The first would require a “Marshall Plan” for vast ungoverned areas in Colombia’s countryside. Colombia already has a plan and a commitment in place for that: Chapter 1 of the 2016 peace accord, on “Comprehensive Rural Reform.” Unfortunately, investment in Chapter 1 priorities are small and falling ever further behind schedule.
The second would require far more positioning of security forces at ports, rivers, and areas of heavy maritime traffic, in order to increase the probability of interdiction. The presence of such forces is remarkably low on the many rivers, from the Mira to the Naya to the Atrato, that get used heavily for cocaine trafficking.

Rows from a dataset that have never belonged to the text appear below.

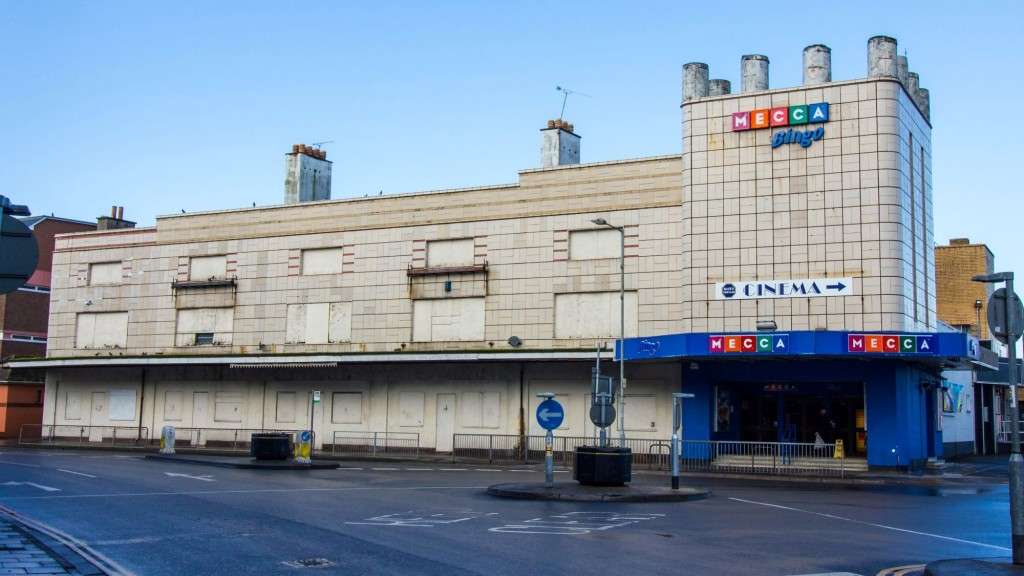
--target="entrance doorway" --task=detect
[719,382,867,456]
[434,394,455,452]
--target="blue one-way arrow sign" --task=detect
[537,398,565,430]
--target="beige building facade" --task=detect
[17,37,976,465]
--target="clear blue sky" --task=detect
[0,0,1024,280]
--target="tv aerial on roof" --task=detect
[555,86,594,120]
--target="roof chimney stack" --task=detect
[285,143,332,204]
[541,118,580,168]
[96,206,135,230]
[804,44,831,86]
[739,54,768,93]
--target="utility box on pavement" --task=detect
[249,433,292,460]
[572,446,633,486]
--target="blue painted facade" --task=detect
[616,331,977,467]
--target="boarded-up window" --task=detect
[302,248,342,276]
[175,307,234,346]
[461,392,501,428]
[331,392,362,424]
[109,390,135,420]
[188,255,227,280]
[213,392,242,422]
[569,229,623,260]
[285,302,352,344]
[427,238,473,268]
[65,390,82,420]
[398,392,423,426]
[274,392,295,422]
[555,292,638,338]
[89,262,121,286]
[623,394,657,431]
[413,298,483,342]
[75,312,128,348]
[164,390,185,421]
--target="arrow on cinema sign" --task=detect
[715,278,853,300]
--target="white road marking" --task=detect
[57,468,96,478]
[3,481,60,492]
[0,460,43,468]
[729,498,1011,551]
[164,472,217,482]
[0,500,134,576]
[0,486,487,502]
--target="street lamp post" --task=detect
[591,218,626,448]
[971,272,1024,565]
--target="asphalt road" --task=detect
[0,450,1010,576]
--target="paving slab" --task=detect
[145,454,340,470]
[487,482,711,502]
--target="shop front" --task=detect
[625,331,974,467]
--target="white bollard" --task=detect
[160,426,174,454]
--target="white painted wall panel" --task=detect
[188,255,227,280]
[328,302,352,342]
[569,229,623,260]
[89,261,121,286]
[413,298,484,342]
[398,392,424,427]
[164,390,185,421]
[65,390,82,420]
[75,312,128,348]
[555,292,639,338]
[108,389,135,420]
[274,392,295,423]
[304,302,331,344]
[331,392,362,424]
[302,248,342,276]
[175,307,234,346]
[427,238,473,268]
[285,304,306,344]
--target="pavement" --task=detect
[0,448,1010,576]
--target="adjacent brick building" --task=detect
[935,238,995,340]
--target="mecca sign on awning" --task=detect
[715,278,853,300]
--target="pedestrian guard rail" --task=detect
[17,424,150,446]
[324,430,420,458]
[452,434,851,477]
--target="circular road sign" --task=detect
[590,404,615,428]
[537,398,565,430]
[0,214,39,294]
[988,288,1024,344]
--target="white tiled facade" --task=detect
[29,53,936,451]
[680,79,936,332]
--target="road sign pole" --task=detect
[1002,275,1024,565]
[544,430,555,488]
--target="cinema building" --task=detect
[15,37,977,466]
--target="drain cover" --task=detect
[281,558,335,568]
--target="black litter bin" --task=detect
[249,433,292,460]
[572,446,633,486]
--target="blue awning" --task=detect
[615,330,980,361]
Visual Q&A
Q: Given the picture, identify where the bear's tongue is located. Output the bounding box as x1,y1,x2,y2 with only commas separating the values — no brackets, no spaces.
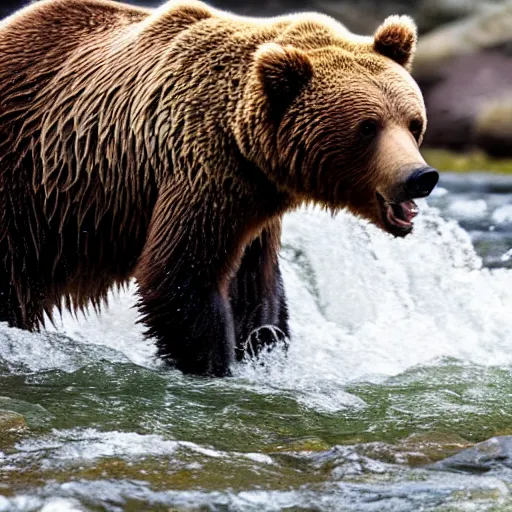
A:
386,201,418,227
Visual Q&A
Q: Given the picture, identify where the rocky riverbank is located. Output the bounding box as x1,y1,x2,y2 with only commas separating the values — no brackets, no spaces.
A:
5,0,512,158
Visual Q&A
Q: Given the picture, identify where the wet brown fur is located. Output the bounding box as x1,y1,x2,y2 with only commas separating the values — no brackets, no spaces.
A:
0,0,425,374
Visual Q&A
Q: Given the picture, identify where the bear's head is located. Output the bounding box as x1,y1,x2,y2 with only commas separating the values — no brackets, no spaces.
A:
237,15,439,236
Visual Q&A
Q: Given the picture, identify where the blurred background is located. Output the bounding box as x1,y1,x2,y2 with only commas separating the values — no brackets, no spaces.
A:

Local populations denounce a lack of effort to confront riverine and maritime traffickers in these areas. Worse, WOLA has heard recent testimonies alleging outright collusion with local security forces in several areas. Any interdiction strategy, then, must come with a greatly stepped up anti-corruption effort carried out by brave and well-protected prosecutors, investigators, and judges.
Without these two strategies in place—state presence with economic development that promotes alternative income sources, and interdiction with anti-corruption efforts—an aerial spray program will do nothing but bring short-term, easily reversible gains. These gains, meanwhile, would come with great potential risks of health and environmental damage and social discord, along with myriad human rights violations.